3. ARAŞTIRMA BÖLGESİNDE MODERNLEŞME TEMAYÜLLERİ

3.2. Şanlıurfa’da Aşiret Modernleşmesine Genel Bir Bakış

3.2.2 Modernleşme Aracı Olarak Sivil Toplum

Modernleşmenin bir bileşeni olarak sivil toplum, Batılı bir kavram olup belli bir tarihsel ve sosyo-ekonomik yerleşimde gelişip olgunlaşmıştır. Sivil toplumun Batı’da ortaya çıkışı insan, toplum ve devlet algılayışlarını üreten belli sosyo-ekonomik dinamiklerin sonucu olduğu belirtilmektedir39 (Sarıolghalam, 1998:75). Sivil toplum kavramının modernleşme sürecinde demokratikleşmeyle birlikte Batı’da üretildiği ifade edilirken (Çaha, 2008b:44), çoğulcu ve kendi kendini örgütleyen, devletten bağımsız bir sivil toplum, demokrasinin vazgeçilmez koşulu olarak değerlendirilmektedir (Keane, 2004:83). Demokratik sistemde, halkın talepleri ile halkın seferber olma gücü arasında bir dengeye ihtiyaç vardır. Talepler arkalarındaki güce göre çok yüksekse, baskıya yol açarlar ve bu baskı başarılı olur. Şayet talepler düşükse, yönetici elitler halkı görmezlikten gelir ve oligarşi kapılar ortaya çıkar (Therborn, 1998:70). Dolayısıyla kentlileşme ve modernleşme sürecinde birey, sivil toplum örgütlerinde aldığı rol ve sorumluluk ile demokrasinin gelişmesine katkı sağlamaktadır (Bayhan, 2002:1).

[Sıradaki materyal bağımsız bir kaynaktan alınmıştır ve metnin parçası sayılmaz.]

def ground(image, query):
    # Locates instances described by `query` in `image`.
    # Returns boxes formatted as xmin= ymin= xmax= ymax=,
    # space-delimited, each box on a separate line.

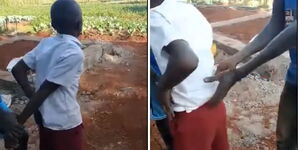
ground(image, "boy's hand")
xmin=157 ymin=89 xmax=175 ymax=120
xmin=4 ymin=131 xmax=19 ymax=149
xmin=1 ymin=112 xmax=26 ymax=148
xmin=204 ymin=70 xmax=241 ymax=106
xmin=216 ymin=58 xmax=238 ymax=74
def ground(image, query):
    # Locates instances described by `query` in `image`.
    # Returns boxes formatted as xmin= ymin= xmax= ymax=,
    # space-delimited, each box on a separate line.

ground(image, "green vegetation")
xmin=188 ymin=0 xmax=273 ymax=9
xmin=0 ymin=0 xmax=147 ymax=35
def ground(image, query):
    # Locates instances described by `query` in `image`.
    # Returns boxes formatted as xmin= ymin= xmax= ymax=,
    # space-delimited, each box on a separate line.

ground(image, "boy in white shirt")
xmin=150 ymin=0 xmax=229 ymax=150
xmin=12 ymin=0 xmax=84 ymax=150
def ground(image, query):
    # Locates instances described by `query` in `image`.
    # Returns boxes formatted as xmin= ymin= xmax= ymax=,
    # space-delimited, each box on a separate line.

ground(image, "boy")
xmin=12 ymin=0 xmax=84 ymax=150
xmin=150 ymin=50 xmax=173 ymax=150
xmin=0 ymin=95 xmax=28 ymax=150
xmin=150 ymin=0 xmax=229 ymax=150
xmin=206 ymin=0 xmax=298 ymax=150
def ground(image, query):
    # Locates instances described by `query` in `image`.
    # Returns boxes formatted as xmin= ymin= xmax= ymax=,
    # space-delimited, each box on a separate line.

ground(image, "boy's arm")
xmin=238 ymin=20 xmax=298 ymax=77
xmin=217 ymin=0 xmax=285 ymax=72
xmin=157 ymin=40 xmax=198 ymax=119
xmin=17 ymin=80 xmax=60 ymax=124
xmin=12 ymin=60 xmax=34 ymax=98
xmin=150 ymin=67 xmax=159 ymax=82
xmin=0 ymin=109 xmax=26 ymax=146
xmin=204 ymin=21 xmax=297 ymax=104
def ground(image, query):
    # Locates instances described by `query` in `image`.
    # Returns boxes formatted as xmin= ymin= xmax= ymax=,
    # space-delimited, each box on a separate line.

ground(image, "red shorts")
xmin=170 ymin=102 xmax=229 ymax=150
xmin=39 ymin=124 xmax=84 ymax=150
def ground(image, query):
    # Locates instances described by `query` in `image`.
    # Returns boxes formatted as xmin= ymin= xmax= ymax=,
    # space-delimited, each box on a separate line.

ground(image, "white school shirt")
xmin=150 ymin=0 xmax=218 ymax=112
xmin=23 ymin=34 xmax=84 ymax=130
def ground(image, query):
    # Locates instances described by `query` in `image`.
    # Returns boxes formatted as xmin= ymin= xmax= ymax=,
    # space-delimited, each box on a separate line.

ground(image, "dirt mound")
xmin=0 ymin=40 xmax=38 ymax=70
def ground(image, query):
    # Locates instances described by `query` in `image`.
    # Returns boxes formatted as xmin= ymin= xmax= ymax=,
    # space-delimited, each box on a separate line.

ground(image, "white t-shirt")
xmin=23 ymin=34 xmax=84 ymax=130
xmin=150 ymin=0 xmax=218 ymax=112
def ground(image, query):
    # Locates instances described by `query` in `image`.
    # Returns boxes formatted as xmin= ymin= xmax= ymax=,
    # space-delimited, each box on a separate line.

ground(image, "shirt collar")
xmin=56 ymin=34 xmax=82 ymax=47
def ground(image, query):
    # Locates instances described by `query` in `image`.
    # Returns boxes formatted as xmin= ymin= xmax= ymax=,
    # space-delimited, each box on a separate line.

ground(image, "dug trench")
xmin=0 ymin=38 xmax=147 ymax=150
xmin=151 ymin=6 xmax=289 ymax=150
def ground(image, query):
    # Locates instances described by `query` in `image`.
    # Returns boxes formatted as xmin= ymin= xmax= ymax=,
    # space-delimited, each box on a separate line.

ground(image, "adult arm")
xmin=17 ymin=80 xmax=60 ymax=124
xmin=12 ymin=60 xmax=59 ymax=124
xmin=157 ymin=40 xmax=198 ymax=119
xmin=217 ymin=0 xmax=285 ymax=72
xmin=204 ymin=21 xmax=297 ymax=104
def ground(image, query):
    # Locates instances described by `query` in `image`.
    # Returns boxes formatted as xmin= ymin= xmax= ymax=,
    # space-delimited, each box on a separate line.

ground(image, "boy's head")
xmin=51 ymin=0 xmax=82 ymax=37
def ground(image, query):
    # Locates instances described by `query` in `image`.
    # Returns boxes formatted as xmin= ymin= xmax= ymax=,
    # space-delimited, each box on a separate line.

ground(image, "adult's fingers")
xmin=207 ymin=83 xmax=227 ymax=107
xmin=203 ymin=75 xmax=219 ymax=83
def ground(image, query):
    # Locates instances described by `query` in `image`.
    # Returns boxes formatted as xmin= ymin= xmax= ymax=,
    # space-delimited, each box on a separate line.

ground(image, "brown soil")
xmin=0 ymin=36 xmax=148 ymax=150
xmin=214 ymin=18 xmax=270 ymax=43
xmin=0 ymin=41 xmax=37 ymax=70
xmin=198 ymin=6 xmax=257 ymax=23
xmin=80 ymin=40 xmax=147 ymax=150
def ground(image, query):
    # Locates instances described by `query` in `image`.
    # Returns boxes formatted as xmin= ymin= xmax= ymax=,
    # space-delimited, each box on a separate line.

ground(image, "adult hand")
xmin=204 ymin=70 xmax=241 ymax=106
xmin=1 ymin=112 xmax=26 ymax=148
xmin=216 ymin=58 xmax=238 ymax=74
xmin=157 ymin=89 xmax=175 ymax=120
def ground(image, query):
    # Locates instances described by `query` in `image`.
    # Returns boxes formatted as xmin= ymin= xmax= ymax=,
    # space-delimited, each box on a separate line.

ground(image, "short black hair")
xmin=51 ymin=0 xmax=82 ymax=36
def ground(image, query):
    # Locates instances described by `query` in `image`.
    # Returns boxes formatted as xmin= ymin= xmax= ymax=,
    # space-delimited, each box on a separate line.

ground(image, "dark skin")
xmin=12 ymin=60 xmax=60 ymax=124
xmin=12 ymin=0 xmax=82 ymax=124
xmin=150 ymin=67 xmax=173 ymax=150
xmin=157 ymin=40 xmax=198 ymax=120
xmin=204 ymin=0 xmax=298 ymax=106
xmin=4 ymin=0 xmax=82 ymax=147
xmin=0 ymin=109 xmax=26 ymax=148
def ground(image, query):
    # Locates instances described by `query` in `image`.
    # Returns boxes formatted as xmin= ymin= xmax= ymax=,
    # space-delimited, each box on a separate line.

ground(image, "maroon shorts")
xmin=170 ymin=102 xmax=229 ymax=150
xmin=39 ymin=124 xmax=84 ymax=150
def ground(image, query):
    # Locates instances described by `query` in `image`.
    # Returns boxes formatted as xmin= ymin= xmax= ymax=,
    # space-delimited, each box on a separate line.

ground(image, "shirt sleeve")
xmin=46 ymin=53 xmax=83 ymax=87
xmin=150 ymin=12 xmax=183 ymax=51
xmin=23 ymin=48 xmax=36 ymax=70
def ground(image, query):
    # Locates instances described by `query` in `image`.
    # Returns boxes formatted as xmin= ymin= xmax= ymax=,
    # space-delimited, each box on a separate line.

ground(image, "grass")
xmin=0 ymin=0 xmax=147 ymax=35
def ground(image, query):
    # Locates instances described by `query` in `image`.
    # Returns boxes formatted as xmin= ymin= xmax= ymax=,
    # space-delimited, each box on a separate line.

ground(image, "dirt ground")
xmin=214 ymin=18 xmax=270 ymax=43
xmin=0 ymin=41 xmax=37 ymax=70
xmin=151 ymin=6 xmax=289 ymax=150
xmin=198 ymin=6 xmax=258 ymax=23
xmin=79 ymin=42 xmax=147 ymax=150
xmin=0 ymin=36 xmax=147 ymax=150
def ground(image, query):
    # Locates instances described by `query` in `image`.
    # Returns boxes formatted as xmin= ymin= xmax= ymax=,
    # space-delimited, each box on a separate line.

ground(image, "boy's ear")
xmin=76 ymin=21 xmax=82 ymax=36
xmin=51 ymin=21 xmax=57 ymax=31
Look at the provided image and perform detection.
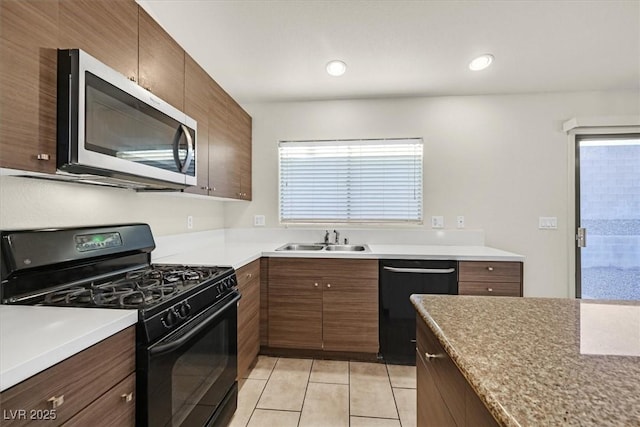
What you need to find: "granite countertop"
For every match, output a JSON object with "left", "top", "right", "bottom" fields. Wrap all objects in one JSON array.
[
  {"left": 0, "top": 305, "right": 138, "bottom": 391},
  {"left": 411, "top": 295, "right": 640, "bottom": 426}
]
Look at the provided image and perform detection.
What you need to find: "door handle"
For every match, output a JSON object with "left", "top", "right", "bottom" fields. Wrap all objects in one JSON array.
[
  {"left": 576, "top": 227, "right": 587, "bottom": 248},
  {"left": 173, "top": 125, "right": 195, "bottom": 173},
  {"left": 383, "top": 267, "right": 456, "bottom": 274}
]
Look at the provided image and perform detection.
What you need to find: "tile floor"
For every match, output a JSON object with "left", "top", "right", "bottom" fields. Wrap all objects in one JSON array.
[{"left": 230, "top": 356, "right": 416, "bottom": 427}]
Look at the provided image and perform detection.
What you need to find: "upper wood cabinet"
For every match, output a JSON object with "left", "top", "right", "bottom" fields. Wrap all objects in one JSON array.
[
  {"left": 0, "top": 0, "right": 251, "bottom": 200},
  {"left": 184, "top": 55, "right": 213, "bottom": 195},
  {"left": 268, "top": 258, "right": 379, "bottom": 353},
  {"left": 137, "top": 7, "right": 185, "bottom": 110},
  {"left": 0, "top": 0, "right": 58, "bottom": 173},
  {"left": 59, "top": 0, "right": 138, "bottom": 81}
]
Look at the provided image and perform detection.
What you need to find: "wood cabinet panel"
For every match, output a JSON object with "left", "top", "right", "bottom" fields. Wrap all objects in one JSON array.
[
  {"left": 416, "top": 316, "right": 498, "bottom": 427},
  {"left": 268, "top": 258, "right": 379, "bottom": 353},
  {"left": 458, "top": 261, "right": 522, "bottom": 282},
  {"left": 416, "top": 351, "right": 456, "bottom": 427},
  {"left": 0, "top": 0, "right": 58, "bottom": 173},
  {"left": 458, "top": 282, "right": 522, "bottom": 297},
  {"left": 236, "top": 260, "right": 260, "bottom": 378},
  {"left": 184, "top": 54, "right": 213, "bottom": 195},
  {"left": 0, "top": 326, "right": 135, "bottom": 426},
  {"left": 269, "top": 278, "right": 322, "bottom": 350},
  {"left": 322, "top": 274, "right": 379, "bottom": 353},
  {"left": 63, "top": 373, "right": 136, "bottom": 427},
  {"left": 138, "top": 7, "right": 185, "bottom": 110},
  {"left": 59, "top": 0, "right": 138, "bottom": 81},
  {"left": 260, "top": 258, "right": 269, "bottom": 347}
]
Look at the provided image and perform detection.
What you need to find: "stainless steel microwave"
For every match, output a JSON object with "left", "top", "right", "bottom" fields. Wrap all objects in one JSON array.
[{"left": 57, "top": 49, "right": 197, "bottom": 190}]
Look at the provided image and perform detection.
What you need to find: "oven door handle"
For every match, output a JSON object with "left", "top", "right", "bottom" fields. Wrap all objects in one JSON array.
[{"left": 149, "top": 294, "right": 241, "bottom": 356}]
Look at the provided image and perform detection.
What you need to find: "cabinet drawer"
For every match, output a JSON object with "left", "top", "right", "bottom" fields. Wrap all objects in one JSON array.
[
  {"left": 458, "top": 261, "right": 522, "bottom": 283},
  {"left": 458, "top": 282, "right": 522, "bottom": 297},
  {"left": 64, "top": 373, "right": 136, "bottom": 427},
  {"left": 0, "top": 326, "right": 135, "bottom": 426},
  {"left": 236, "top": 259, "right": 260, "bottom": 292}
]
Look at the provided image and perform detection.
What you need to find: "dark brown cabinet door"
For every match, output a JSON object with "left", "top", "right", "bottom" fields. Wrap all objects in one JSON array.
[
  {"left": 269, "top": 258, "right": 322, "bottom": 350},
  {"left": 236, "top": 260, "right": 260, "bottom": 378},
  {"left": 138, "top": 7, "right": 185, "bottom": 110},
  {"left": 0, "top": 0, "right": 58, "bottom": 173},
  {"left": 59, "top": 0, "right": 138, "bottom": 80},
  {"left": 320, "top": 259, "right": 379, "bottom": 353},
  {"left": 184, "top": 55, "right": 213, "bottom": 195},
  {"left": 416, "top": 352, "right": 456, "bottom": 427}
]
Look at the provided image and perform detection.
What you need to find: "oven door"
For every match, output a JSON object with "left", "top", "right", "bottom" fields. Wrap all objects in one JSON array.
[{"left": 138, "top": 292, "right": 240, "bottom": 427}]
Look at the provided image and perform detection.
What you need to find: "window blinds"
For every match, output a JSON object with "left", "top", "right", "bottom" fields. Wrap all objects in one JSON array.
[{"left": 279, "top": 138, "right": 423, "bottom": 223}]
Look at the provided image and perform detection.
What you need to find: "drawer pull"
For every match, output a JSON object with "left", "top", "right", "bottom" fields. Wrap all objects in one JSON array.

Modernleşme kuramlarının çoğunda demokratik parlamenter sistem biricik bir yönetim biçimi olarak sunulurken, bu yönetim biçiminin olmazsa olmaz şartı, devletten özerk bir sivil toplum alanı ve bu alanda örgütlenmiş bağımsız, özerk kuruluşlardır. Demokrasi ve sivil toplum kavramının bir arada anılmasının nedeni, Batının kendi

gelişme dinamiği içinde, Batılı liberal demokrasinin yaratıcı ve kurucu bir unsuru olarak toplumun hep öne çıkarılması vurgusundan kaynaklanmaktadır (Erdoğan Tosun, 2008:124). Nitekim Giddens’e göre; sivil toplumun yerleşmesi doğrudan modern devlet biçiminin ortaya çıkışıyla bağlantılıdır ve böylece onunla gönderimsel bir bağlantı içindedir. Geleneksel devletlerde, gündelik hayatın çoğu en azından kırsal alanlarda devletin idari gücünün dışında kalır. Yerel topluluklar, çoğunlukla gelenekleri ve hayat tarzlarında özerktir ve idari aygıt çoğu kişisel etkinlik biçimine fazla müdahale etmez. Bununla beraber bu dışsal alan sivil toplum değildir. O daha ziyade siyasal merkezin refleksif düzeninde dışsal hayat tarzlarının sürdürülmesini temsil eder. Modern toplumsal formlarda devlet ve sivil toplum bağlantılı dönüşüm süreçleri olarak birlikte gelişir. Bu sürecin ön koşulu paradoksal olarak devletin gündelik hayatın çoğu yönünü etkileme kapasitesinin artmasıdır. Sivil toplum devletin gündelik hayata nüfuzunun “öteki yanı” olarak yapılanır (Giddens, 2010:193).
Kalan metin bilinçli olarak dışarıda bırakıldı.